At December 31, 2010, our inventory reserve was $4.7 million, equal to approximately 9% of our total inventory. A hypothetical change of one percent to our reserve allowance would have affected our cost of goods sold by $0.5 million.
Income Taxes — Deferred tax assets or liabilities reflect temporary differences between amounts of assets and liabilities for financial and tax reporting. Such amounts are adjusted, as appropriate, to reflect changes in enacted tax rates expected to be in effect when the temporary differences reverse. A valuation allowance is established to offset any deferred tax assets if, based upon the available evidence, it is more likely than not that some or all of the deferred tax assets will not be realized. The determination of the amount of a valuation allowance to be provided on recorded deferred tax assets involves estimates regarding (1) the timing and amount of the reversal of taxable temporary differences, (2) expected future taxable income, (3) the impact of tax planning strategies and (4) the ability to carry back deferred tax assets to offset prior taxable income. In assessing the need for a valuation allowance, we consider all available positive and negative evidence, including past operating results, projections of future taxable income and the feasibility of ongoing tax planning strategies. The projections of future taxable income include a number of estimates and assumptions regarding our volume, pricing and costs. Additionally, valuation allowances related to deferred tax assets can be impacted by changes to tax laws. Significant judgment is required in determining income tax provisions as well as deferred tax asset and liability balances, including the estimation of valuation allowances and the evaluation of tax positions.
The Company recognizes the benefit of tax positions when a benefit is more likely than not (i.e., greater than 50% likely) to be sustained on its technical merits. Recognized tax benefits are measured at the largest amount that is more likely than not to be sustained, based on cumulative probability, in final settlement of the position. The Company recognizes interest and penalties related to unrecognized tax benefits as a component of income tax expense.
Goodwill Impairment — Goodwill, all of which is included in our MRO segment, is tested annually during the fourth quarter, or when events occur or circumstances change that would more likely than not reduce the fair value of the reporting unit below its carrying value. Impairment of goodwill is evaluated using a two step process. First the fair value of the reporting unit is compared with its carrying amount, including goodwill. If the fair value of the reporting unit exceeds its carrying amount, goodwill of the reporting unit is not considered impaired, and thus, the second step of the impairment test is unnecessary. If the carrying amount of the reporting unit exceeds its fair value, the second step of the goodwill impairment test is performed to measure the amount of impairment loss, if any.

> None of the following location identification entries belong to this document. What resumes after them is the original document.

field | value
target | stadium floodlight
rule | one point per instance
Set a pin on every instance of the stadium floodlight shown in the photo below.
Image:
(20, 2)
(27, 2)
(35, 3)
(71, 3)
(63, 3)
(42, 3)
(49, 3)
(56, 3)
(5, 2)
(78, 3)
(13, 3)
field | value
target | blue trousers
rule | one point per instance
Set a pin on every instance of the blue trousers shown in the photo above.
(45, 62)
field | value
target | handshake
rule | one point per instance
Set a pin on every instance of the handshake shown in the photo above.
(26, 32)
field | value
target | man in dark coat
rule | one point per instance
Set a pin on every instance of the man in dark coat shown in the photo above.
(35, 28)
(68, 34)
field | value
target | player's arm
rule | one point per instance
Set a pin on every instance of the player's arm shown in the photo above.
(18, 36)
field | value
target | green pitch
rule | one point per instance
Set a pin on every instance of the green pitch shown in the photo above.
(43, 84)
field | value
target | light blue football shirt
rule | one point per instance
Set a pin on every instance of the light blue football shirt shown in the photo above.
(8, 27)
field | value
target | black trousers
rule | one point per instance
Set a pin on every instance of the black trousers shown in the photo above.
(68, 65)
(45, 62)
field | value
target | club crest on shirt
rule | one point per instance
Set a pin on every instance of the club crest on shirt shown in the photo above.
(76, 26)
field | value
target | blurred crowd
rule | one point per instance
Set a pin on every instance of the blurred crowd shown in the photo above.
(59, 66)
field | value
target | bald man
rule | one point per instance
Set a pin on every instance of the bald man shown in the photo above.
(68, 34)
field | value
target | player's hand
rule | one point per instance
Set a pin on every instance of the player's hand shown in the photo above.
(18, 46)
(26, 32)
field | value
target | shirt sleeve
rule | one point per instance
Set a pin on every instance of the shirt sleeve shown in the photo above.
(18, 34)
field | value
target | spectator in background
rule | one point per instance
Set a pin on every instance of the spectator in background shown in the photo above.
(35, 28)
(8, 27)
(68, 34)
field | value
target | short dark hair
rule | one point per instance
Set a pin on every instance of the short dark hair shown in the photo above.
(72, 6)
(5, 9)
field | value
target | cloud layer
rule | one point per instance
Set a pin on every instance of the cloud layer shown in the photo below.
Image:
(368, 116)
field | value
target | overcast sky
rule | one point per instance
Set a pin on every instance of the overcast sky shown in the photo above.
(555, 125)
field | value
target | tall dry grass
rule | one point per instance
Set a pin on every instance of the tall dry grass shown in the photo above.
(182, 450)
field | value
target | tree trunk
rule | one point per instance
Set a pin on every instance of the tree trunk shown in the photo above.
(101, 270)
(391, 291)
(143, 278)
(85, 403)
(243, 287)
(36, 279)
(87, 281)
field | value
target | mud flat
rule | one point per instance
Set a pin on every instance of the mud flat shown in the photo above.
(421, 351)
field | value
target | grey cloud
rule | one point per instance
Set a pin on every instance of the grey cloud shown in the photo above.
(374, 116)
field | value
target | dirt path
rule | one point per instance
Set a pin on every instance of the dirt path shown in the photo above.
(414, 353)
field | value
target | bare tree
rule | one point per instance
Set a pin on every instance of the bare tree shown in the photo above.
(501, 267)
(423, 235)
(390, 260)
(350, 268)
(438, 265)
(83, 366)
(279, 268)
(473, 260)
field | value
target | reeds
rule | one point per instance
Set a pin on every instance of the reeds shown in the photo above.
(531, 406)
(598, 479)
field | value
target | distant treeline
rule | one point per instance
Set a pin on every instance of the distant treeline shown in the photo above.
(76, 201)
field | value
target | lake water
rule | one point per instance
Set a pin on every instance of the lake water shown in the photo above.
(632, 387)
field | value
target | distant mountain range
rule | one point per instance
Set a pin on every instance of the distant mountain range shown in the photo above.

We estimate the fair value of the MRO segment using a market approach, which relies on the market value of companies that are engaged in the same line of business. We also prepare a discounted cash flow (“DCF”) analysis based on our operating plan to determine a range of fair values. The DCF model relies on a number of assumptions that have a significant affect on the resulting fair value calculation and may change in future periods. Estimated future cash flows are affected both by future economic conditions outside the control of management and operating results directly related to management’s execution of our business strategy. Our DCF model is also affected by our estimate of a discount rate that is consistent with the weighted average cost of capital that we anticipate a potential market participant would use.

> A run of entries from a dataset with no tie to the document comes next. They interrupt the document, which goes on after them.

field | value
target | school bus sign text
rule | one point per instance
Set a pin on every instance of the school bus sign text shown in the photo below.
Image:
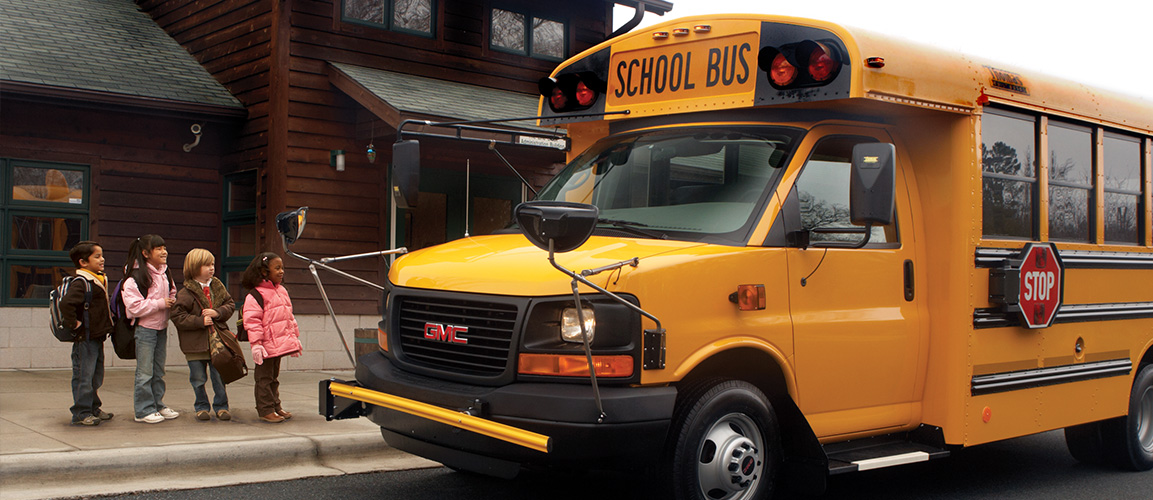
(685, 70)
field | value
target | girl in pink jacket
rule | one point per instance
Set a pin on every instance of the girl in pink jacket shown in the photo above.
(272, 331)
(148, 294)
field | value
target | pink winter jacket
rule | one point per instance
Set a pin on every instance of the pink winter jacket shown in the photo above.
(151, 310)
(272, 327)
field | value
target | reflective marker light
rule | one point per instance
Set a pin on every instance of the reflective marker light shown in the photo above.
(570, 330)
(574, 365)
(751, 297)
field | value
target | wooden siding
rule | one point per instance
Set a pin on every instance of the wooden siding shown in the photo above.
(273, 57)
(142, 180)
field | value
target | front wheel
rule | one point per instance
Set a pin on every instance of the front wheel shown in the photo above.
(724, 442)
(1131, 444)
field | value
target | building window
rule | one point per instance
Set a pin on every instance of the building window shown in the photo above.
(1070, 182)
(413, 16)
(43, 214)
(1122, 189)
(240, 232)
(1009, 173)
(525, 33)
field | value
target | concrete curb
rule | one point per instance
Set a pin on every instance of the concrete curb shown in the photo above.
(104, 471)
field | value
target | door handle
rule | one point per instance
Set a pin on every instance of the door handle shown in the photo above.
(910, 281)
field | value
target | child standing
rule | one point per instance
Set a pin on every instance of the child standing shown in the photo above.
(272, 331)
(203, 308)
(88, 350)
(149, 294)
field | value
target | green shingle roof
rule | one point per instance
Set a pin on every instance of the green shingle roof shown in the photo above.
(100, 45)
(419, 95)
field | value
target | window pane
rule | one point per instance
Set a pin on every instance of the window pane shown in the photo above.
(241, 241)
(1121, 218)
(1069, 213)
(509, 30)
(371, 10)
(823, 192)
(414, 15)
(47, 184)
(45, 233)
(1122, 189)
(1007, 153)
(35, 280)
(548, 38)
(1070, 181)
(242, 194)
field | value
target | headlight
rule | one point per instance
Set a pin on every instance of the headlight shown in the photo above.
(570, 330)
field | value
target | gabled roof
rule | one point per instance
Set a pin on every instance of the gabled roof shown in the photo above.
(99, 47)
(396, 96)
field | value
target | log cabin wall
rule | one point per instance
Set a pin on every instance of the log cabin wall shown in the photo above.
(142, 181)
(274, 55)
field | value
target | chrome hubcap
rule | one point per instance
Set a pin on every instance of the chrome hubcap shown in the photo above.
(1145, 421)
(731, 461)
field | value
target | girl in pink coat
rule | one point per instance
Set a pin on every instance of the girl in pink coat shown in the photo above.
(272, 332)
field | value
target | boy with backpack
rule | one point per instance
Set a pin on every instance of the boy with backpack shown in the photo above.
(84, 309)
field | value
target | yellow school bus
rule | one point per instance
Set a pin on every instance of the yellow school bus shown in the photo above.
(785, 249)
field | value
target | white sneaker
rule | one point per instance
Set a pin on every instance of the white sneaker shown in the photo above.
(151, 418)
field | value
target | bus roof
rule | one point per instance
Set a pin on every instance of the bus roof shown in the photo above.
(650, 72)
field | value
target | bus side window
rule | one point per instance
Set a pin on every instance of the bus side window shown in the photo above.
(822, 192)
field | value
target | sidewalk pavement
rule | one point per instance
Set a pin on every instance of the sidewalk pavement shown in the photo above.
(43, 455)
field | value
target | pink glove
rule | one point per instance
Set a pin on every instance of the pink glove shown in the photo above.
(258, 354)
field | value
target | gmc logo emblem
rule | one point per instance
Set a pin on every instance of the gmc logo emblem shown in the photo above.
(445, 333)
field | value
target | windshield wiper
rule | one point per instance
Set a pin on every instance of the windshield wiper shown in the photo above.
(633, 227)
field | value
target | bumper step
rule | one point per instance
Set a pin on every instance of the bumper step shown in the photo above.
(880, 452)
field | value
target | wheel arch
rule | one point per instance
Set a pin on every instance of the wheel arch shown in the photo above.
(805, 467)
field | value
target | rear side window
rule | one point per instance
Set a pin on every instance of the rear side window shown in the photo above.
(1009, 174)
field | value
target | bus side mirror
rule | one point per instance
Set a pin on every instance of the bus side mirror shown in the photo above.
(873, 186)
(406, 172)
(291, 225)
(565, 225)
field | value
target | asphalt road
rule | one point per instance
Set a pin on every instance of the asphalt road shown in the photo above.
(1035, 467)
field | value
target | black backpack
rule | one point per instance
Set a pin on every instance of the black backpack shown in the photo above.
(241, 333)
(65, 333)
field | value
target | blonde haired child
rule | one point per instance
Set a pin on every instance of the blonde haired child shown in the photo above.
(202, 309)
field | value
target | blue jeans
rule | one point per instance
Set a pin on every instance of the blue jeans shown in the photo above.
(198, 372)
(88, 377)
(151, 351)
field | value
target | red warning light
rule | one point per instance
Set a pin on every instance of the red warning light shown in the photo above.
(782, 72)
(821, 65)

We then assess the reasonableness of our estimate of the fair value of the MRO segment. This is done by applying the same valuation methodology and estimates described above to the entire Company and reconciling the resulting estimated fair value of the consolidated Company to its market capitalization based on the trading range of the Company’s stock near the measurement date.
Currently, the calculated fair value of the MRO segment exceeds its carrying value by over $57 million using our most conservative estimate and, therefore, is not considered impaired. Changes in the assumptions used in our DCF calculation could have a material affect on the fair value estimate and could change our assessment of impairment. A hypothetical 10% decrease in the estimated future annual cash flows generated by the MRO segment would decrease its estimated fair value by approximately $16 million. A hypothetical 100 basis point increase in the discount rate would decrease its estimated fair value by approximately $14 million.

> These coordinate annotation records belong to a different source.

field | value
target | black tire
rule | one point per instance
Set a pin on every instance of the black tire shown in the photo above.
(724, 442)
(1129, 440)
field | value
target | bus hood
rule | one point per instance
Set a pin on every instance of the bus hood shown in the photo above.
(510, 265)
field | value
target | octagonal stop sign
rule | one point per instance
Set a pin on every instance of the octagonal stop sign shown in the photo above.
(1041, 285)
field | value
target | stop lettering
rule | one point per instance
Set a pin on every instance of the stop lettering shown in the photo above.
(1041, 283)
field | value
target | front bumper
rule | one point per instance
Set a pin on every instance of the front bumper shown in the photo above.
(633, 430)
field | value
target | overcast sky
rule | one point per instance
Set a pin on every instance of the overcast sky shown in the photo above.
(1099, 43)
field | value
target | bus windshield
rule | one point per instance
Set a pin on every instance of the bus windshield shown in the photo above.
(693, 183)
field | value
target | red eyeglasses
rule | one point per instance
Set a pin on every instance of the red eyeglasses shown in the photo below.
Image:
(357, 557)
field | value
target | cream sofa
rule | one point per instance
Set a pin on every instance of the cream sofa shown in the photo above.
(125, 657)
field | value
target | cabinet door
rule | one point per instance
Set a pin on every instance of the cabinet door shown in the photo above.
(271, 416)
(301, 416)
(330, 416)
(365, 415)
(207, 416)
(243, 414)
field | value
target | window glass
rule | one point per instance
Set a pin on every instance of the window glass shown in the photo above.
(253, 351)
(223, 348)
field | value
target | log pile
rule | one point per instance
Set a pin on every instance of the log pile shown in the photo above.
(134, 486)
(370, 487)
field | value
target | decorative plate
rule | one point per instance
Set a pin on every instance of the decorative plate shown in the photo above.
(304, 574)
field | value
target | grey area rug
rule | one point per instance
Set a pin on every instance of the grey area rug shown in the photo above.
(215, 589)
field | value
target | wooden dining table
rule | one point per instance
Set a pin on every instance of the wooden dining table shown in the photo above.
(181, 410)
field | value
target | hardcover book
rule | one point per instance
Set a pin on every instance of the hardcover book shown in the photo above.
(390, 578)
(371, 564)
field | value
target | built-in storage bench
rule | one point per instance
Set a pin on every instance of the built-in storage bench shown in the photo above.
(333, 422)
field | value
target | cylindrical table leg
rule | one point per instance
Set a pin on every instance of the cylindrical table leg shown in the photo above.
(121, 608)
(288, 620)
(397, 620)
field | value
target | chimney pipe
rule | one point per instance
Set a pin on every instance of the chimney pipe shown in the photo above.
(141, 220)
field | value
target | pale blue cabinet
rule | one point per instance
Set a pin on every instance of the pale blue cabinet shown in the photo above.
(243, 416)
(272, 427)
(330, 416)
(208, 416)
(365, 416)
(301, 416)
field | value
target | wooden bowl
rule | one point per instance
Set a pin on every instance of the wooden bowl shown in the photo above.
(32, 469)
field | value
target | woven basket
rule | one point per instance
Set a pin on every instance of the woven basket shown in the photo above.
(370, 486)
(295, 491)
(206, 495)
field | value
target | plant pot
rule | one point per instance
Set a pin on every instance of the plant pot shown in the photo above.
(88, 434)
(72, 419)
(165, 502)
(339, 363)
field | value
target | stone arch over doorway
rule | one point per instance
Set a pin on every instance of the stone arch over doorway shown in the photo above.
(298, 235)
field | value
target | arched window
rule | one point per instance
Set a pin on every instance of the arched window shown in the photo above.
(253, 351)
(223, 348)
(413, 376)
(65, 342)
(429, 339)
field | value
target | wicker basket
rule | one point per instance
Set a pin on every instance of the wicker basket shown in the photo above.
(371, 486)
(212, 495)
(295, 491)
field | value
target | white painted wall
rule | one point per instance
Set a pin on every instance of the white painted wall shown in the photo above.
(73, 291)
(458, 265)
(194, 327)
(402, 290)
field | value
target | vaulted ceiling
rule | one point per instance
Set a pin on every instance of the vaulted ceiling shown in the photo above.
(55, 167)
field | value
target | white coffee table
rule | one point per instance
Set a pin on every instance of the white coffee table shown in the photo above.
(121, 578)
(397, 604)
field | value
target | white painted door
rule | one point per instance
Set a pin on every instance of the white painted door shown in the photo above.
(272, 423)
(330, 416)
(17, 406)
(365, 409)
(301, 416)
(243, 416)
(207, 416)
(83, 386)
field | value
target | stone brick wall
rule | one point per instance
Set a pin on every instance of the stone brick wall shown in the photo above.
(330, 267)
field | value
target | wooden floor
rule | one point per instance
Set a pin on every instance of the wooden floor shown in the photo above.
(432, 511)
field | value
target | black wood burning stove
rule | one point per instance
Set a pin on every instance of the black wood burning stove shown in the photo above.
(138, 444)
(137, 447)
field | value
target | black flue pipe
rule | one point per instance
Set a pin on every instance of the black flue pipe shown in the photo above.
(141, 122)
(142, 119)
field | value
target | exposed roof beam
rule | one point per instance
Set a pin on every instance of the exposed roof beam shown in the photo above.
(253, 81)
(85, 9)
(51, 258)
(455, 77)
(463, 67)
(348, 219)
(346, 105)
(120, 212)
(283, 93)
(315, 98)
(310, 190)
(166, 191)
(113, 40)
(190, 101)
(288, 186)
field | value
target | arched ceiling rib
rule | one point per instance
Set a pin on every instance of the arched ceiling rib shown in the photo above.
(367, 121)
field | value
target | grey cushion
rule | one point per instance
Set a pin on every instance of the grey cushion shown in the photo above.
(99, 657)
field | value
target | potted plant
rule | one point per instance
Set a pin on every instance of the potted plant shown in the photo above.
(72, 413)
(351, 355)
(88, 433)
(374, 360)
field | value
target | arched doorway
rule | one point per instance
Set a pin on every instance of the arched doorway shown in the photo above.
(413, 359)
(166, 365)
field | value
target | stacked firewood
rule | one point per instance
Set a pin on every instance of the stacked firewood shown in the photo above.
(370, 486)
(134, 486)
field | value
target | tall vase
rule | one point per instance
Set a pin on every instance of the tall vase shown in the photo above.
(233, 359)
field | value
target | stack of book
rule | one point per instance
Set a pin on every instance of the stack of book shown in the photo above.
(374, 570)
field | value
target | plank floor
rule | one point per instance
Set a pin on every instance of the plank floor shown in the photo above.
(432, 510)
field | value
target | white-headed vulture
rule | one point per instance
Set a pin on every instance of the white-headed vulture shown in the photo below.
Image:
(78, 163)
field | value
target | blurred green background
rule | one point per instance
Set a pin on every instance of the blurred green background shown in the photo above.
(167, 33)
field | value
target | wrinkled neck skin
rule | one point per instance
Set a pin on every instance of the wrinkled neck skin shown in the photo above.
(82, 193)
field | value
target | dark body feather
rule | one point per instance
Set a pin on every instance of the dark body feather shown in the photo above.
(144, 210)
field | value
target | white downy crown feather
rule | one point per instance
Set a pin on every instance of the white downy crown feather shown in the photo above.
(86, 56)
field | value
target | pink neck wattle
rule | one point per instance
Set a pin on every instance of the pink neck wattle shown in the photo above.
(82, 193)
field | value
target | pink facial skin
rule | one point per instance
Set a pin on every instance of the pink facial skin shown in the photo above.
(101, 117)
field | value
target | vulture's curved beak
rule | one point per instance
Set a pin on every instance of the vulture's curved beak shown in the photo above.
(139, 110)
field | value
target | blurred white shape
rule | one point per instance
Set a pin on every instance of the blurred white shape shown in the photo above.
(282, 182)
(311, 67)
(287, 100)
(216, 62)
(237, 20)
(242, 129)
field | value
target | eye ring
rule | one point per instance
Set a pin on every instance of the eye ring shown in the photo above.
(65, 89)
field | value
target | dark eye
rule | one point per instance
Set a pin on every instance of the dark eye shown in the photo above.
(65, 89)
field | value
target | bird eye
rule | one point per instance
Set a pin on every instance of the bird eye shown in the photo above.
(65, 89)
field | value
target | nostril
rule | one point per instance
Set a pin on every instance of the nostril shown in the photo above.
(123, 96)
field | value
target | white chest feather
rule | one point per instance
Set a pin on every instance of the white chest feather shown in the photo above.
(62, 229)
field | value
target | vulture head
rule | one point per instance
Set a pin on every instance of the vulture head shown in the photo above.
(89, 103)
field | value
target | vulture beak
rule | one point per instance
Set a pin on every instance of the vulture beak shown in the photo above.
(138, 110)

MANAGEMENT DISCUSSION FOR LATEST QUARTER

Gross Profit
Gross profit decreased $7.4 million in the third quarter of 2011, to $42.5 million from $49.9 million in the prior year period. MRO gross profit as a percent of net MRO sales decreased to 58.4% in the third quarter of 2011, compared to 63.3% achieved in the third quarter of 2010. The decline was driven by three factors: (i) Increased vendor costs were not passed along to our customers as we held pricing constant to facilitate our ERP conversion; (ii) Outbound freight costs increased as we shipped more single line orders to support our customers during the conversion; and (iii) our strategic decision to pursue larger customers with lower margins, which should increase retention and allow for margin dollar expansion over time.
OEM gross profit increased $0.2 million and increased as a percent of OEM sales to 20.7% in the third quarter of 2011 from 16.3% in the third quarter of 2010, driven primarily by a shift in sales toward higher margin customers.
Selling, General and Administrative Expenses (“SG&A”)
SG&A expenses increased 4.0% to $45.3 million in the third quarter of 2011 from $43.6 million in 2010. SG&A expenses consist of selling expenses (i.e. commissions paid to our independent agents and employee sales expenses and related expenses to support our sales efforts), costs within our distribution network, and general and administrative costs to manage the business.
Selling expenses decreased to $19.3 million in the third quarter of 2011 from $20.3 million in the third quarter of 2010, but increased as a percent of net sales to 25.7% in 2011 from 24.9% in 2010, primarily reflecting higher health insurance claims.
General and administrative (“G&A”) expenses increased $2.7 million, primarily driven by expenses related to our ERP implementation of $2.3 million, investments in our comprehensive website re-development, higher health insurance claims and temporary labor costs, partially offset by decreased incentive and stock based compensation expenses.
Severance Expense
Severance expense in the third quarter of 2011 was $0.3 million compared to $1.3 million in the third quarter of 2010. Severance expense in both 2011 and 2010 related to the elimination of certain positions associated with the realignment of various operating responsibilities.
Legal Settlement
During the third quarter of 2010, we recorded a $3.5 million benefit related to proceeds received from legal remedies related to the actions of several former sales agents and Share Corporation alleging, among other things, breach of contract and interference with customer relationships.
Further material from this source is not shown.